If we default on Chinese-held debt, decades of AAA creditworthiness is destroyed, the world stops lending to us, the dollar collapses, the economy goes into a spiral, and we become Argentina. That's why such a default is inconceivable.

On the other hand, what would happen to financial markets if the Treasury stopped honoring the "special issue" bonds in the Social Security trust fund? A lot of angry grumbling at home for sure. But externally? Nothing.

This "default" would simply be the Treasury telling the Social Security Administration that henceforth it would have to fend for itself in covering its annual shortfall. How? By means-testing (i.e., cutting the benefits to the rich), changing the inflation formula, raising the retirement age and hiking the cap on income subject to the payroll tax.

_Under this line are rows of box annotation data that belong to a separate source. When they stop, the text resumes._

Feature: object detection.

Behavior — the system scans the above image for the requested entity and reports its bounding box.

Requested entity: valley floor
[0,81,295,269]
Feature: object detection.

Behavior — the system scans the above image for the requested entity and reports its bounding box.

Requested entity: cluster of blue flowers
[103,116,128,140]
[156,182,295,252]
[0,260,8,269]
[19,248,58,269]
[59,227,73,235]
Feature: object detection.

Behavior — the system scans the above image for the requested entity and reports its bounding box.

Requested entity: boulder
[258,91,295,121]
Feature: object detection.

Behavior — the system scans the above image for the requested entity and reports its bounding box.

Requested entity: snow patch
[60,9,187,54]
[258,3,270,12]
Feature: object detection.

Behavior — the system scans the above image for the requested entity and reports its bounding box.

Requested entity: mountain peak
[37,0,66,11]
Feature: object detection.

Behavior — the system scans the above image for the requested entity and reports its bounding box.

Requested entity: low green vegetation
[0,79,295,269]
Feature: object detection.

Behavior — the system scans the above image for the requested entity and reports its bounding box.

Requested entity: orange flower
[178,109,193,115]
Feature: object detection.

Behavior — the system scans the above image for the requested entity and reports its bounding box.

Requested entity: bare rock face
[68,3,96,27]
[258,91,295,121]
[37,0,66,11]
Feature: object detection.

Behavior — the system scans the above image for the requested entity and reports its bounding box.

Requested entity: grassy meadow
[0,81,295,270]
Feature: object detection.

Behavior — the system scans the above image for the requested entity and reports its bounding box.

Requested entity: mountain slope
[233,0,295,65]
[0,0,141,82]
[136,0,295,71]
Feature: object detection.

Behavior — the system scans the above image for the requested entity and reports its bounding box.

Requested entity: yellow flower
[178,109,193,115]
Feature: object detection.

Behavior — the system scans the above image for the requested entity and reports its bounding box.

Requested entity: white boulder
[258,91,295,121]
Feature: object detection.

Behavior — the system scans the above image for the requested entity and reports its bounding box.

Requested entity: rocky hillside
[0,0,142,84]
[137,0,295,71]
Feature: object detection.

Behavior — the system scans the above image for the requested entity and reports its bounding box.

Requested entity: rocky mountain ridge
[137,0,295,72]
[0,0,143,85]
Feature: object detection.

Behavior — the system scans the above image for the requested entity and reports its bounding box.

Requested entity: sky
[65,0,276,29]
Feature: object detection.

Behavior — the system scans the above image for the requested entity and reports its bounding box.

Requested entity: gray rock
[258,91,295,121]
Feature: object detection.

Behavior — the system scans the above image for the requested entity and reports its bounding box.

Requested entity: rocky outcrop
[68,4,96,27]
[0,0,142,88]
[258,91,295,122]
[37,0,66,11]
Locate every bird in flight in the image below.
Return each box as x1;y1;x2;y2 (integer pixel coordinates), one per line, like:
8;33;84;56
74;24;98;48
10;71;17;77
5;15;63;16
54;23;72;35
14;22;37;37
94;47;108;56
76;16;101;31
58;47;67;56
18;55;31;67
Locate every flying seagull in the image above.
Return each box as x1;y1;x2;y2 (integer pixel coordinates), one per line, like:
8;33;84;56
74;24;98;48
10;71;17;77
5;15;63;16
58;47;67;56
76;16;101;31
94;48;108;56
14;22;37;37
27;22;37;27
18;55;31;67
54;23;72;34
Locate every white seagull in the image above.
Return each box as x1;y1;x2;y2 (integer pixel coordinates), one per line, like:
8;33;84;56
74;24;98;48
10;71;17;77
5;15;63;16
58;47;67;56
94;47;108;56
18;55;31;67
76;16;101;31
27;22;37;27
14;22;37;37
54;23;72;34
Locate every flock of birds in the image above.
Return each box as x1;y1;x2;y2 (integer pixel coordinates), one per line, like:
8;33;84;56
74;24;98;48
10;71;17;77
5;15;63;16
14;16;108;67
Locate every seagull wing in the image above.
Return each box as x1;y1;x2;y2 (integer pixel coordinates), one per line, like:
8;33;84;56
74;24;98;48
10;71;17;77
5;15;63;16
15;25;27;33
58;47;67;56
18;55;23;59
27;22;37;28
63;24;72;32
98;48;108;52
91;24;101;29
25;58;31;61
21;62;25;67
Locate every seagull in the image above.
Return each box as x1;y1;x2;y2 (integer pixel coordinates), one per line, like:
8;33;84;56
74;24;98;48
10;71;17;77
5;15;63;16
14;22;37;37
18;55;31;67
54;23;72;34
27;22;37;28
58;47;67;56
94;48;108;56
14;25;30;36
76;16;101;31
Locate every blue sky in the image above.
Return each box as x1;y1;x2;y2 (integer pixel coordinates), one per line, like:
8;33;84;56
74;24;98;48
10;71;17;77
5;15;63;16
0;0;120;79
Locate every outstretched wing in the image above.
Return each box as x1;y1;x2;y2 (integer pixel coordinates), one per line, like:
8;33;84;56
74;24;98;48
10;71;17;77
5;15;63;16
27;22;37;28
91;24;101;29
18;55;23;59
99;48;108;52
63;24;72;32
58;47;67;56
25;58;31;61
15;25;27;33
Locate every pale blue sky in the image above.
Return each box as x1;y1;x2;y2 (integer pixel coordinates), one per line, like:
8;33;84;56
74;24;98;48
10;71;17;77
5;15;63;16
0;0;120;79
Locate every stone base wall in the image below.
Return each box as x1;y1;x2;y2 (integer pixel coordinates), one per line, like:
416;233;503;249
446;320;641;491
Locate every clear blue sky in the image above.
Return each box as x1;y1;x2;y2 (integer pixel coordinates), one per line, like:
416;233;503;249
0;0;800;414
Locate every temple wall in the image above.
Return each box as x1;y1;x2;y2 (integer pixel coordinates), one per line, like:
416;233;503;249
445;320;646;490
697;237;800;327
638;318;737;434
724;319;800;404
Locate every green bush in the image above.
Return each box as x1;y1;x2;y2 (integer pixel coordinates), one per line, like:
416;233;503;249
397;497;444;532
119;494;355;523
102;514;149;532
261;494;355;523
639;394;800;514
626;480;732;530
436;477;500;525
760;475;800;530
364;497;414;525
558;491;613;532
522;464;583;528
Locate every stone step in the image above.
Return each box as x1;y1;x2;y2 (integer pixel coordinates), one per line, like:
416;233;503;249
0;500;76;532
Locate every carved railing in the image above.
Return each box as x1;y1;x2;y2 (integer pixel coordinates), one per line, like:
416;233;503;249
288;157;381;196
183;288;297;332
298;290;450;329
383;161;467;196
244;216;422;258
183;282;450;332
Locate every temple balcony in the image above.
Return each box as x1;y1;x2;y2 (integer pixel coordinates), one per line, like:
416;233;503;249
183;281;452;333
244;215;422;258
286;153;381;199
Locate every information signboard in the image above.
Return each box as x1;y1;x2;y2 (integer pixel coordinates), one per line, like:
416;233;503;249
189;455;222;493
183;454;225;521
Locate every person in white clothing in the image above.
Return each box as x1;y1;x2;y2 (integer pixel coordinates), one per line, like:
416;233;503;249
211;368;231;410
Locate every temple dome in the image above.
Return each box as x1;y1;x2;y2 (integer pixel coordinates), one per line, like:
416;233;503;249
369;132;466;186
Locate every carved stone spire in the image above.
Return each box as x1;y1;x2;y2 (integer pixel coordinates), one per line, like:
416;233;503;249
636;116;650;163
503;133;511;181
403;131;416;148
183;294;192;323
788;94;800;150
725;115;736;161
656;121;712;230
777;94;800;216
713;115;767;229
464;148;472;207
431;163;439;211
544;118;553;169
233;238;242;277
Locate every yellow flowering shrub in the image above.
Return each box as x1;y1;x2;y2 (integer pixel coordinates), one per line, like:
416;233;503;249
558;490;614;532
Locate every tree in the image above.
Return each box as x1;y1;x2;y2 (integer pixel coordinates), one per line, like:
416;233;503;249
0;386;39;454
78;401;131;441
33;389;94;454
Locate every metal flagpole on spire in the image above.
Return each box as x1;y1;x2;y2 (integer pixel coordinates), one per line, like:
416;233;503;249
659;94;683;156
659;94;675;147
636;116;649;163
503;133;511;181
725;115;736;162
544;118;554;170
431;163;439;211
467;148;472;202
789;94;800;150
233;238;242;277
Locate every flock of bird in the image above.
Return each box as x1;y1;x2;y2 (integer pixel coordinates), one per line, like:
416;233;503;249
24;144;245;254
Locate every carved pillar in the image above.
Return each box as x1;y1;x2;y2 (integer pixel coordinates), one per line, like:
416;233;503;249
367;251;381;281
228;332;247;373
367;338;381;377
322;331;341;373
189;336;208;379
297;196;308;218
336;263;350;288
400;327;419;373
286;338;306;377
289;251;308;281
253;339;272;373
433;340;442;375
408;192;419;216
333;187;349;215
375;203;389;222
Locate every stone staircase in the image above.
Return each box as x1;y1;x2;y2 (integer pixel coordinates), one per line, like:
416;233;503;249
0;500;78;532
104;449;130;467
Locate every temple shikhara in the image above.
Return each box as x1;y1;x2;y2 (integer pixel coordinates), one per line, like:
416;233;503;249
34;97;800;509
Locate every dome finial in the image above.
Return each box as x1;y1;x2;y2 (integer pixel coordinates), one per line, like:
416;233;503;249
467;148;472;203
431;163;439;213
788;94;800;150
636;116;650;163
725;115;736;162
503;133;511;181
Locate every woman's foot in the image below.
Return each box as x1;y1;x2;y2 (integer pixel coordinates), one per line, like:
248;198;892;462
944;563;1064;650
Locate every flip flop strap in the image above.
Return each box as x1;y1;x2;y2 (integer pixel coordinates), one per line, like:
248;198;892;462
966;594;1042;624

Plug in whatever combination of numbers you prefer for the definition of "rich," for the slope of the sliding scale of benefit reduction, for the rate of the retirement-age increase or any other variable. Whatever the formula, we will have been forced to adopt the very reforms needed to keep Social Security in balance for years to come -- the kind Obama's own deficit commission recommended.

Invoking the "full faith and credit" mantra for those IOUs in the trust fund is empty bluster. It doesn't change the fact that, as the Office of Management and Budget itself acknowledged, those IOUs "do not consist of real economic assets that can be drawn down in the future to fund benefits." Yet Lew continues to insist that these trinkets will pay off seniors for the next 26 years.

Nonsense. That money is gone. If Treasury had borrowed twice as much from Social Security in the past -- producing twice as many IOUs sitting in the lockbox -- would this mean the trust fund is today twice as strong? Of course not.

The trust fund "balances" are mere historical record-keeping. Future payouts will have to be met by future taxes and future borrowings -- or by Social Security reform that, by reducing benefits, makes such taxing and borrowing unnecessary.

There is no third alternative. There is no free lunch. And there is nothing in the lockbox.